Third, ICUs exist within hospitals as part of a complex healthcare system and cannot be seen in isolation. Tertiary hospitals that provide more complex treatments and perform more high-risk surgeries will require more ICU beds. Hospitals that have invested in providing “critical care without walls” will require less ICU beds. Possibilities include the flexible use of high dependency units, remodelled general wards, post-anaesthesia care units, emergency departments, and deployable field units for high-acuity patients [1]. Many hospitals have also invested in telemedicine, which is postulated to reduce ICU length of stay and, hence, bed requirements [15]. Rapid response systems, often advocated in the same vein, have not been associated with a decrease in ICU admissions [16].

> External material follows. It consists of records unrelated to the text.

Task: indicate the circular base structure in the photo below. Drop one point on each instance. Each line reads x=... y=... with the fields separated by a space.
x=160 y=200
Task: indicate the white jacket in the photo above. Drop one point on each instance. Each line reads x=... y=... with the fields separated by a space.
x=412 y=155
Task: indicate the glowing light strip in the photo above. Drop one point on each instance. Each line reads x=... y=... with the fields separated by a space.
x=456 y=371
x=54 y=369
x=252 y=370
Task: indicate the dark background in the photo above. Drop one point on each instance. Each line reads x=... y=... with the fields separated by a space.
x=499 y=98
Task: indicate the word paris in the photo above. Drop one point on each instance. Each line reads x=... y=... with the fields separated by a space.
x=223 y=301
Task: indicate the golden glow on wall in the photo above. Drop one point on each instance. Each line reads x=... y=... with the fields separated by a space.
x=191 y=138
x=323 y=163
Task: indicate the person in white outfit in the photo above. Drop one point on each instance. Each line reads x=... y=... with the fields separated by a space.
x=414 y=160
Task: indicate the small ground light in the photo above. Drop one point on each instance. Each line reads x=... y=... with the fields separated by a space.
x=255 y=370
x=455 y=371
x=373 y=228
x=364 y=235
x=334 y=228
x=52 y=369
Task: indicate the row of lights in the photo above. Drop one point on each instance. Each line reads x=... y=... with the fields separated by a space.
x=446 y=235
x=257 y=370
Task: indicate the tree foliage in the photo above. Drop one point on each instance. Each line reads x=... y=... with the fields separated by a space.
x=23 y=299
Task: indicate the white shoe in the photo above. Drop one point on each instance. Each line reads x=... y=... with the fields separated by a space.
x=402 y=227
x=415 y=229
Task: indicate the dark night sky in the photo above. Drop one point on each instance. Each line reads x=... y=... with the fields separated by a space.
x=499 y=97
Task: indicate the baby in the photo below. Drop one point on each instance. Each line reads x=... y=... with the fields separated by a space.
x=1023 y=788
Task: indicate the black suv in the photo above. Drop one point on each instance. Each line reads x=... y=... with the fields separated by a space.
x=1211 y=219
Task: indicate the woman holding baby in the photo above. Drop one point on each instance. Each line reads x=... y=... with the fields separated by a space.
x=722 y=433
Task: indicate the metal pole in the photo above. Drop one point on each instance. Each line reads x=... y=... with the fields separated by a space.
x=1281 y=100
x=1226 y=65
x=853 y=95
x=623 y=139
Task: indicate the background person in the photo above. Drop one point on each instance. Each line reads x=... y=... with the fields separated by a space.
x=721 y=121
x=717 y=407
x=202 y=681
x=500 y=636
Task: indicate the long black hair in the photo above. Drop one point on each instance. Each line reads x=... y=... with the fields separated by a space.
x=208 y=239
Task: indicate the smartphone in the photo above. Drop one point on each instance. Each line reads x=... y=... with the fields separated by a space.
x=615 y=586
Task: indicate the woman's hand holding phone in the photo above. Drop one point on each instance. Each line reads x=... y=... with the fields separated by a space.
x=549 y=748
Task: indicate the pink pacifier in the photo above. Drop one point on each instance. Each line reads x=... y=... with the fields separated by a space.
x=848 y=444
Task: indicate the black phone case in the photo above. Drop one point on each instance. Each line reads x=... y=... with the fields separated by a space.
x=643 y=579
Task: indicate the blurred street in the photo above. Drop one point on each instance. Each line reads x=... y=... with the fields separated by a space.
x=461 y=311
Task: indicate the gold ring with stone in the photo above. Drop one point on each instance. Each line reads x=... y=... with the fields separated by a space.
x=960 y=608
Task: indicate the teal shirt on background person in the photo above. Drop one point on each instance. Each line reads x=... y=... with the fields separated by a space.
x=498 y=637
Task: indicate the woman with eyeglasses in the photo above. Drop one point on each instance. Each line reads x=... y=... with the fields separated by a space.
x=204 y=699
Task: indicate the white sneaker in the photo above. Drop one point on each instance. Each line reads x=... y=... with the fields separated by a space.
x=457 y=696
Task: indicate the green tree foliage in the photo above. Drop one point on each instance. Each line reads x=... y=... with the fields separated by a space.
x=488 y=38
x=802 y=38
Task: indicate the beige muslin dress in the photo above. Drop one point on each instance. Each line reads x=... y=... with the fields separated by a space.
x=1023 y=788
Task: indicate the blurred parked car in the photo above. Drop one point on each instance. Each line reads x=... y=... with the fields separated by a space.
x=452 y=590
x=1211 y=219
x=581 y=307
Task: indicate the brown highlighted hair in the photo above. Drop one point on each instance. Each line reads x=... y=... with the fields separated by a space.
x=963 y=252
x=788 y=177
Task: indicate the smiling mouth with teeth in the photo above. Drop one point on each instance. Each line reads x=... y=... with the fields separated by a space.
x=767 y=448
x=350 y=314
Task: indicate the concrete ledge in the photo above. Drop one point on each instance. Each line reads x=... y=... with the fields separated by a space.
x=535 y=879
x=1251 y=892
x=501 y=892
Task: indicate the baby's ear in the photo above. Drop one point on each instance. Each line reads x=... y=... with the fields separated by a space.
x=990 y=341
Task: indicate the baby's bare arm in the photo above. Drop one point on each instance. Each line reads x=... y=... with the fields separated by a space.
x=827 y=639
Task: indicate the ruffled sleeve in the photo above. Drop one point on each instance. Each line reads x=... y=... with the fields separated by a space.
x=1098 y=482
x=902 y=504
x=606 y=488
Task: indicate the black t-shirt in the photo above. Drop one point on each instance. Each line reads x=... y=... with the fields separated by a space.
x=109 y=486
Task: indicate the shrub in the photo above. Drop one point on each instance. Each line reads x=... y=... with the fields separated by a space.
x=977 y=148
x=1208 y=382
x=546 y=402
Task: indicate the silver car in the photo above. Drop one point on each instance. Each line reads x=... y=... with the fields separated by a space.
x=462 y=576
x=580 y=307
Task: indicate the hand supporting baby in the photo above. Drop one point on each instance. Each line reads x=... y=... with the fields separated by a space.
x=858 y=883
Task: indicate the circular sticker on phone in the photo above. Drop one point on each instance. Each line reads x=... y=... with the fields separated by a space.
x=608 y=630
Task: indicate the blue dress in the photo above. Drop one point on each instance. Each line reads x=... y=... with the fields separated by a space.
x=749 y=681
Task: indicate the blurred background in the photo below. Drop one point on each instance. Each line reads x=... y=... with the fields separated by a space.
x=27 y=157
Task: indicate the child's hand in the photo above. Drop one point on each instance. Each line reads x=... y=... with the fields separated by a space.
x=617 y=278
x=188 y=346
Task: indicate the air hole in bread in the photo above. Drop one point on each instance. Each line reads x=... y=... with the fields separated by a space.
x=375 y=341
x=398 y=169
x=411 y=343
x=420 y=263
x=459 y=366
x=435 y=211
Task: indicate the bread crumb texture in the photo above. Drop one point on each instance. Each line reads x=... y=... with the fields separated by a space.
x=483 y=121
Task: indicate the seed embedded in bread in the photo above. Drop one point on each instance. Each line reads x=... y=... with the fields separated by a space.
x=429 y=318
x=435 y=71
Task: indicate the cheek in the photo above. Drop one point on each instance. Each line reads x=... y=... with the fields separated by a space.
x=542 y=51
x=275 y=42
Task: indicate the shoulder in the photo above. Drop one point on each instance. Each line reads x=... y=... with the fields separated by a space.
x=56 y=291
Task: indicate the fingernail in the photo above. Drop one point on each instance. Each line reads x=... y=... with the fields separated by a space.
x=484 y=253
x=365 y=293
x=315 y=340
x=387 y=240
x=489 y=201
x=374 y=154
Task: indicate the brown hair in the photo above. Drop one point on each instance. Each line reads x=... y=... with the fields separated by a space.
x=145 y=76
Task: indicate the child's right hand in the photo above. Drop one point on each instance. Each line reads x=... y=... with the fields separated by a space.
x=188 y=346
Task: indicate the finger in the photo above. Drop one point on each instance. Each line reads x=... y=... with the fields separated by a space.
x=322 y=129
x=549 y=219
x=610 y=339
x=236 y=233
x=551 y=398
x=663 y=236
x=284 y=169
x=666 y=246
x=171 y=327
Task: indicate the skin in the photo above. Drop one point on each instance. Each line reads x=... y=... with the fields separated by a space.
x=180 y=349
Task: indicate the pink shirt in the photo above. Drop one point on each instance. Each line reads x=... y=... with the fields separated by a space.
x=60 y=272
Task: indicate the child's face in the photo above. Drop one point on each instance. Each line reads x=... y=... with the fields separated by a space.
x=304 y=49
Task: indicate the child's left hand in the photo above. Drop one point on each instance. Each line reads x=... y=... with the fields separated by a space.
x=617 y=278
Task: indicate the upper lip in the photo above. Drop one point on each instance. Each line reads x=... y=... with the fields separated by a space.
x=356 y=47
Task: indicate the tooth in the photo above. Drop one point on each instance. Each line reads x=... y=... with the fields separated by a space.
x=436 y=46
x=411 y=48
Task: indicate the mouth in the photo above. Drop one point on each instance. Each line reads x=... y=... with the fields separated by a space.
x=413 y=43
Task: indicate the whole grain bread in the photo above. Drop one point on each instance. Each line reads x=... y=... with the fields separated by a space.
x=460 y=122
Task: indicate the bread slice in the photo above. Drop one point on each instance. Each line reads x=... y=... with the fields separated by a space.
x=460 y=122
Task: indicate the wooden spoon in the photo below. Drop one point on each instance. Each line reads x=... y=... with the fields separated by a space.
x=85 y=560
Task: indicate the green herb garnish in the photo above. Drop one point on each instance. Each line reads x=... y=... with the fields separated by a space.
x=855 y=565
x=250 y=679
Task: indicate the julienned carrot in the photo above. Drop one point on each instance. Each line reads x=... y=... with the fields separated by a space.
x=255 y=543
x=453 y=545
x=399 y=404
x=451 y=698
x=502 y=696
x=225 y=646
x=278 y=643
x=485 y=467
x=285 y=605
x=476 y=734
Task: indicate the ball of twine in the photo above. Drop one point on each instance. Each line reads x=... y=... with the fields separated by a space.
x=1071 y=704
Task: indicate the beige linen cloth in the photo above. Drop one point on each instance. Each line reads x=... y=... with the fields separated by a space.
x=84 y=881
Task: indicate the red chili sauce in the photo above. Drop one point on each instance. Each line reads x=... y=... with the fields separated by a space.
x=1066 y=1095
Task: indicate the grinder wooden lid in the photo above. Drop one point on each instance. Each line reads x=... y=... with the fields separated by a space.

Fourth, ICU bed capacity varies widely across countries. Low- and middle-income countries have significantly fewer ICU beds than high-income ones. For example, while Uganda and Bangladesh, respectively, have 0.1 and 0.8 adult critical care beds per 100,000 population, Taiwan and the United States, respectively, have 28.5 and 27.0 [17]. Clearly, rationing of ICU beds is the norm in resource-limited settings. While it is tempting to call for more ICU beds in these countries, governments, policy makers, and the intensive-care community will have to balance this with investments in more basic healthcare [12]. Cultural and societal views of the role of ICUs in end-of-life care also differ widely across countries, and must be factored into any discussion on ICU bed capacity [18].
Finally, demand for ICU beds is not constant, but surges during pandemics and declines during peacetime [1]. Many have been struck by how new ICUs and ICU beds had to be created literally overnight to deal with COVID-19 in places like Wuhan and Lombardy [19, 20]. After the pandemic eases, much of the infrastructure remodelled and created will likely form the surge capacity for future outbreaks, while many of the ventilators procured and manufactured will likely enter a national or local stockpile. How much to pre-emptively invest in such capacity and stockpiles is a matter of judgment. The cost–benefit at a societal level—while acknowledging the tragedy of each life lost at a family level due to a lack of ICU resources—needs contemplation. The implications at the hospital level—while recognising the need to complement any hardware with skilled human resource through continuing education and clinical training—require consideration.
In conclusion, the adverse impact of extremes of ICU bed capacity is clear. Too few, and patient outcomes are compromised. Too many, and healthcare costs balloon, while possibly also worsening patient outcomes. What is too few or too many is, however, difficult to define. It depends on the very definition of an ICU bed, the acuity and staffing of each ICU, the services and facilities of each hospital, the resources and culture of each country, and the waxing and waning of pandemics.